Oh, she’d saved it and planned it, and even though I told myself I didn’t care, when she finally gave it to me, she had certainly done it in her own unique way. She made a habit of leaving you nothing. I decided I would stop thinking about it. It wasn’t any good to think about it. There wasn’t a hell of a lot that was good to think about.
I watched boats arrive, saw the grappling irons and hooks, looking like medieval torments, rigged under the lights while they split up the area. The officials were in a huddle at the end of the pier where Wilma had parked her things.
After a time Paul came slowly up the steps toward me. He stopped and shivered and said, “Stick around, Judy, while I get dry and get more cigarettes, will you? I want to talk to you.”
“Sure.”
He was back quickly and sat on the next step below mine, rubbing his wet hair with a towel. He said, his voice muffled, “That deputy sheriff named Fish found that two-piece suit of hers in the pocket of her robe. What was going on? Was she wearing a different one?”
“Nope. We were being naughty. Practically a group bacchanal, unless you can think of a more clinical description. By starlight.”

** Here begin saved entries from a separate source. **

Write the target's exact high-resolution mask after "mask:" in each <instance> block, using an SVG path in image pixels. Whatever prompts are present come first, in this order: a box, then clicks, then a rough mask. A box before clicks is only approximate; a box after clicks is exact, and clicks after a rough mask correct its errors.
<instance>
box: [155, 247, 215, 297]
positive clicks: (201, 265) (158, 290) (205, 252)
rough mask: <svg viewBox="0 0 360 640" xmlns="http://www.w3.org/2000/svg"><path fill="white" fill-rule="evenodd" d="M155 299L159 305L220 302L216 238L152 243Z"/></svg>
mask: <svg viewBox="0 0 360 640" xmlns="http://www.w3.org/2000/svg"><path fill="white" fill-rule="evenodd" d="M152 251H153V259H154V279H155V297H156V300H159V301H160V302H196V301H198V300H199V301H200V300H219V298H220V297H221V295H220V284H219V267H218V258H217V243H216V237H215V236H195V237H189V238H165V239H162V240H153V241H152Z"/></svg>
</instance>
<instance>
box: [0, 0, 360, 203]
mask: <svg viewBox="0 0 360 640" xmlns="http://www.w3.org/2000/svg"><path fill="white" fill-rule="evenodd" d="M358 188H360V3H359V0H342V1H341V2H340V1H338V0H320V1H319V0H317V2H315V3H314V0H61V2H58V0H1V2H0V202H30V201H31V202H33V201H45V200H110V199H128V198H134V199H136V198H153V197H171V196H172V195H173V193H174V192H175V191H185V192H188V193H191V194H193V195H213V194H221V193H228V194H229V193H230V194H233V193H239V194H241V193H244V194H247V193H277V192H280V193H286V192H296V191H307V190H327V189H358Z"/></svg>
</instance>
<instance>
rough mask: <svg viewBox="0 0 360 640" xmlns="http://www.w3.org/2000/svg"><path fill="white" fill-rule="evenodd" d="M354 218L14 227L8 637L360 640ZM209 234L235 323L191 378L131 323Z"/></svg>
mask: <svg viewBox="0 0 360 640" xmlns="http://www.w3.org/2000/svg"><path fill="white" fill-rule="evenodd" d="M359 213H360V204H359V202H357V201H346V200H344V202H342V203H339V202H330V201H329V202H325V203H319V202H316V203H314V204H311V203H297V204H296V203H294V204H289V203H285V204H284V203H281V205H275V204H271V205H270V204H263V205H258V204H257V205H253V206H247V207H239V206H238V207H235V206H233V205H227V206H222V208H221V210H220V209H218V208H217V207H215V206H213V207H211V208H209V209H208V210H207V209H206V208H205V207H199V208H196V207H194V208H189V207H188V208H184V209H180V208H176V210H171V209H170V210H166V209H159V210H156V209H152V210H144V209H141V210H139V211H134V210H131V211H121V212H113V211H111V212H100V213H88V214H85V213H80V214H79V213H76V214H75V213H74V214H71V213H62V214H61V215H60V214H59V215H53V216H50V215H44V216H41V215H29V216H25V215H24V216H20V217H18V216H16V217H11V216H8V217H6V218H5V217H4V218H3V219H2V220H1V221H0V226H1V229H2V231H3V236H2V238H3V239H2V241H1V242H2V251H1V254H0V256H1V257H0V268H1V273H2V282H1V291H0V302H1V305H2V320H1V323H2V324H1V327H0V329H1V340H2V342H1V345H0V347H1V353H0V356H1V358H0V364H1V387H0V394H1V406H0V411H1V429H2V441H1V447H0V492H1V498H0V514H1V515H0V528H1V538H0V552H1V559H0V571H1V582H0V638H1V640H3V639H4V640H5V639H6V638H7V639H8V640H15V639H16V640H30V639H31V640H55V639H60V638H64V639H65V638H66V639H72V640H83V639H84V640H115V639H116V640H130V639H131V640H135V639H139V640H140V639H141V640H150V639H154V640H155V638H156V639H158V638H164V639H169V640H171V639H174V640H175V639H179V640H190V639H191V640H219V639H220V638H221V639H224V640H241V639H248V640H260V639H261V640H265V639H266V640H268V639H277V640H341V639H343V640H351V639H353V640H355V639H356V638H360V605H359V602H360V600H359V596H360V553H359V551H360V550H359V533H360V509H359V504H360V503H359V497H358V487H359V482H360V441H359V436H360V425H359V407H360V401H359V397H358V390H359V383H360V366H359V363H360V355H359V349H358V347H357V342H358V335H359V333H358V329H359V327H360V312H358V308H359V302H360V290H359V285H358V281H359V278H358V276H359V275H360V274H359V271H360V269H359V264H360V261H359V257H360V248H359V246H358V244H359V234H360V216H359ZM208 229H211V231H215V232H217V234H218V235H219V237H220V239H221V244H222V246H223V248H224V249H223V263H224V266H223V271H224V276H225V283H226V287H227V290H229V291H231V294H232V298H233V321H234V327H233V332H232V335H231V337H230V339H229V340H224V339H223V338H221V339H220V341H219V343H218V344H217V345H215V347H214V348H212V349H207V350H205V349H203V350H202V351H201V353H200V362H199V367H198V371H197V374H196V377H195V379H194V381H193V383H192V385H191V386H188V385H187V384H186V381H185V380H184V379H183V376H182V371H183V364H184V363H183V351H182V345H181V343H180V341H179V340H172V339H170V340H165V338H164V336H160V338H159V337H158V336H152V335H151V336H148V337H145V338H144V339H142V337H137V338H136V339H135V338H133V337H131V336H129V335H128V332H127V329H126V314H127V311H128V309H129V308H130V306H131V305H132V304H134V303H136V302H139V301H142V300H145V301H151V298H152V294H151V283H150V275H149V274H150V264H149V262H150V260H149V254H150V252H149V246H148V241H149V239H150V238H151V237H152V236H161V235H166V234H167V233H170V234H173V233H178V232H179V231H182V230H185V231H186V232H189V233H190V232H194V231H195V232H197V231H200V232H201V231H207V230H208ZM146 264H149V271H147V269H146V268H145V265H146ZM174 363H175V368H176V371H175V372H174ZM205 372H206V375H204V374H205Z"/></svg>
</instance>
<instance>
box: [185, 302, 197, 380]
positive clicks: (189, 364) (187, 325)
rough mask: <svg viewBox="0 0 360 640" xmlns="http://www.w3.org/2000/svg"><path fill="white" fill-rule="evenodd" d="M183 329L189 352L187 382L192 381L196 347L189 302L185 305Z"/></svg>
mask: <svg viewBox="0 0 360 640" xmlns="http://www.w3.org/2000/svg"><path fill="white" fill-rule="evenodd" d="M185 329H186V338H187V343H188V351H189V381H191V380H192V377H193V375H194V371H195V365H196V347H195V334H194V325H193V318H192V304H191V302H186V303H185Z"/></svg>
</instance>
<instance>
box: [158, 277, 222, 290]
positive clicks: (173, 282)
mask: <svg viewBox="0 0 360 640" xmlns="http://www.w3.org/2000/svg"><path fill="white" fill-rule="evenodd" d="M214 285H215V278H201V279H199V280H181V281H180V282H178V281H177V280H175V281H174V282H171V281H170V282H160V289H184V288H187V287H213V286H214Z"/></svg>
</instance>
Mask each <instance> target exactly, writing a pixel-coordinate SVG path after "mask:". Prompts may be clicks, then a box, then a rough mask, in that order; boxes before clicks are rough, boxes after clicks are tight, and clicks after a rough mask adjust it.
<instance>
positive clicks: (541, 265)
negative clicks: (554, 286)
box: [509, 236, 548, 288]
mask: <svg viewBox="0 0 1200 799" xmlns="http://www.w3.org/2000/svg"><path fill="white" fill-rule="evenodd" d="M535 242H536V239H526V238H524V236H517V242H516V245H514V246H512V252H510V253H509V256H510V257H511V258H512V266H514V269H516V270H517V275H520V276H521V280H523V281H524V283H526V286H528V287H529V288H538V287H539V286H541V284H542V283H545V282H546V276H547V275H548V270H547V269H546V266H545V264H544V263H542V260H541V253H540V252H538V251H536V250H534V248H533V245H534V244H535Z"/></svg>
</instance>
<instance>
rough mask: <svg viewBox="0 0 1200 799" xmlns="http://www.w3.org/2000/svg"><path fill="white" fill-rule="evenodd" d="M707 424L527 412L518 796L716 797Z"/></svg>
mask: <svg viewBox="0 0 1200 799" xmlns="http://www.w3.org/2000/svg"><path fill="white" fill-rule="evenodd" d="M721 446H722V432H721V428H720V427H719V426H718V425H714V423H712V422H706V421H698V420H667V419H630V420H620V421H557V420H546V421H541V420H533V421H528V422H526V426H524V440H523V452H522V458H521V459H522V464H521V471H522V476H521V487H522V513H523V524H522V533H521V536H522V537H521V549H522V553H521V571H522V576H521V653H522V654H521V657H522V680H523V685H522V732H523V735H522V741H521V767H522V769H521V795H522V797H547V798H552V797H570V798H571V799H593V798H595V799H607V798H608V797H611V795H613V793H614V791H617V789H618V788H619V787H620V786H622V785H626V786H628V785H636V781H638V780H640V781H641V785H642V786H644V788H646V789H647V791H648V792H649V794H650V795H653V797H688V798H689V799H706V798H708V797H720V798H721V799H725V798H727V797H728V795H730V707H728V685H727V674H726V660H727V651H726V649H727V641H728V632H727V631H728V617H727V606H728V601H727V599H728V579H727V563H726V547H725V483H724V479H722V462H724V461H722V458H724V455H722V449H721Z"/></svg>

He turned and frowned at me. “You too, Judy?” It struck me as odd that the first question hadn’t concerned the tepid Mavis.
I pulled the top of my robe apart. “You will note, kind sir, that I am still clad in my old blue serge swim togs, the ones with the shine on the seat. For me, cold lake water has a strange lack of aphrodisiac appeal. And if I am to be groped at by starlight, I want some firm footing underneath. You may mark me down as a spoilsport.”
“How about Mavis?”
“A lady would say she didn’t know. But your lady is remarkably nude under that lush robe of hers. And a remarkable figger of a woman, I might add. The other spoilsports were Randy, who doesn’t swim well enough, and Wallace Dorn, who possibly couldn’t bear the loss of dignity.”